Legalização do aborto

Com o surgimento do movimento feminista em Espanha e a radicalização da direita espanhola, o tema da legalização do aborto voltou. E em força. O PP, liderado por Pablo Casado, opõe-se à sua legalização e é a favor de se voltar à lei de 1985, que descriminalizou o aborto em casos de violação, risco para a saúde da mãe e malformação do feto, proibindo em todas as outras situações de escolha livre. Mas não lhe faz qualquer referência no programa eleitoral. Já o PSOE defende que se mantenha a legalização do aborto, com o Unidos Podemos a partilhar dessa posição.

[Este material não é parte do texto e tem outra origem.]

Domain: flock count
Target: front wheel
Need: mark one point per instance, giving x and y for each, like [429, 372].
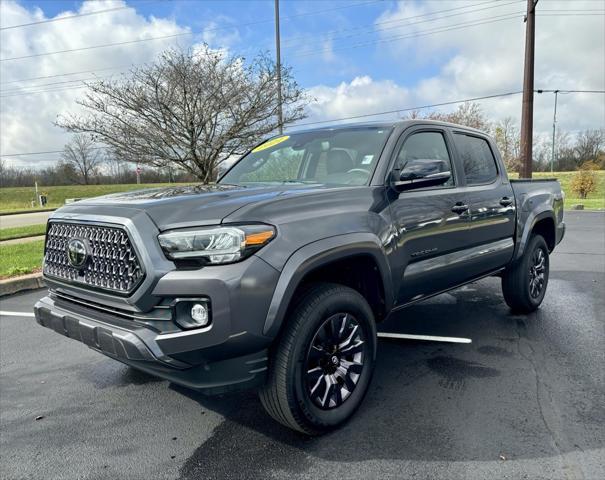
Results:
[524, 284]
[322, 366]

Por sua vez, o Ciudadanos também é omisso no programa eleitoral, mas o seu líder, Albert Rivera, manifestou no passado a opinião de a lei se manter tal como está, entrando em choque com o PP e Vox. Este último opõe-se liminarmente ao aborto, desejando reverter a lei para garantir «o direito de os indivíduos existirem».

LGBT+

Apesar do casamento e da adoção por pessoas do mesmo sexo ser legal em Espanha, não deixa de haver vozes conservadoras que exigem a revogação destas leis. O Vox tem-se mobilizado contra o suposto «lobby gay», recusando tanto o casamento homossexual como a adoção, considerando que as crianças «precisam de dois modelos: materno e paterno». Um apelo que não é desperdiçado na ala mais conservadora do Partido Popular, que nunca escondeu o seu desconforto com a garantia destes direitos. O novo líder do partido, Pablo Casado, encetou uma viragem à direita, com críticas renovadas aos direitos LGBT+. Já o PSOE pretende reformar a lei da identidade de género, facilitando o processo de transição a pessoas transexuais. Já o Unidos Podemos mantém a sua defesa de todos os direitos sexuais, enquanto os liberais do Ciudadanos mantêm a defesa tanto do casamento como da adoção de pessoas do mesmo sexo.